NataliaW napisał/a:
Jeśli dalej będziemy akceptować i nazywać normalnymi homosiow, transów i tego typu inne dziwadla. To będzie tego więcej i więcej, aż w końcu to tego typu "ludzie" będą mówić co jest normalne a co nie. Jeszcze 15 lat temu w szkole powiedzieć na kogoś pedał to była największa obraza, dziś sami się ujawniają. Nastepuje jakieś orwellowskie odwrócenie pojęć, a miernoty i debile stają się autorytetami.
Gdyby normalni ludzie sobie na takie coś nie pozwalali, to by tego nie było. A tak to pozwalamy sobie obkrajać naszą wolność, codziennie, kawałek po kawałeczku. Media oswajają nas z pedalstwem, transeksualizmem i innymi zwyrodnienieniami, a później pomału pojawiają się takie kwiatki w społeczeństwie. Az w końcu organizują parady i biegają po ulicy nago, dochodząc swoich praw. Widać to nie tylko na przykładzie tego śmiesznego pedalskiego ruchu.

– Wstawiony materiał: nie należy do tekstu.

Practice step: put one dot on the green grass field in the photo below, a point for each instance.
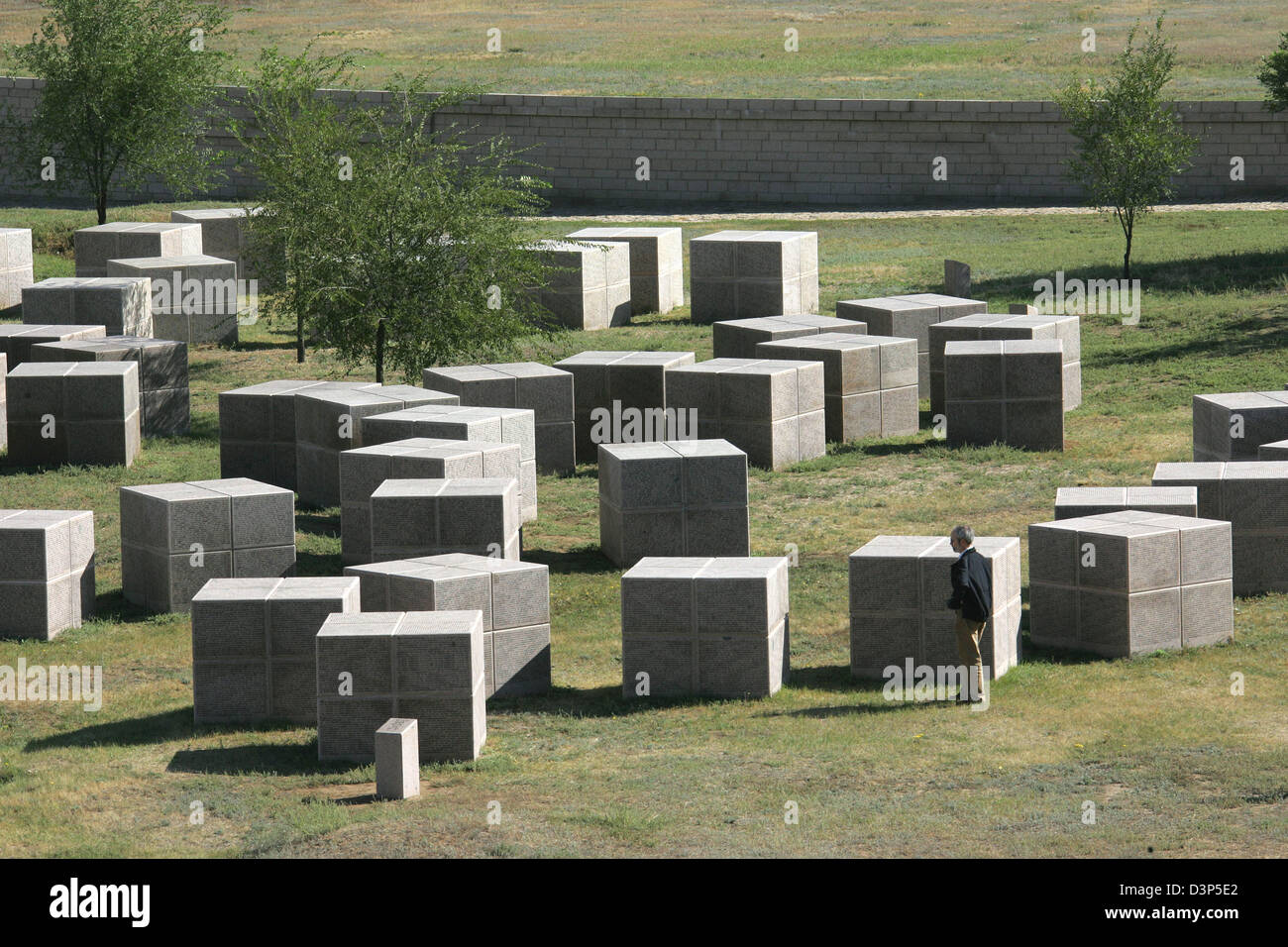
(1173, 762)
(735, 48)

Z resztą większość ludzi potrafi tylko gadać, a nie robić. To, że tak jest, jest w dużej mierze naszą zasługą. Jesteśmy biernym społeczeństwem.
Kiedyś kuźwa powstania, listopadowe, styczniowe, warszawskie, a teraz? Conajwyżej powstanie pod biedronką, jak promocje rzucili i się rzucą na siebie Janusze i Grażyny. A najgorsze jest to, że to nie jest śmieszne, taka jest rzeczywistość...
Już widzę te tłumy wychodzące na ulicę w obronie tradycji rodzinnych...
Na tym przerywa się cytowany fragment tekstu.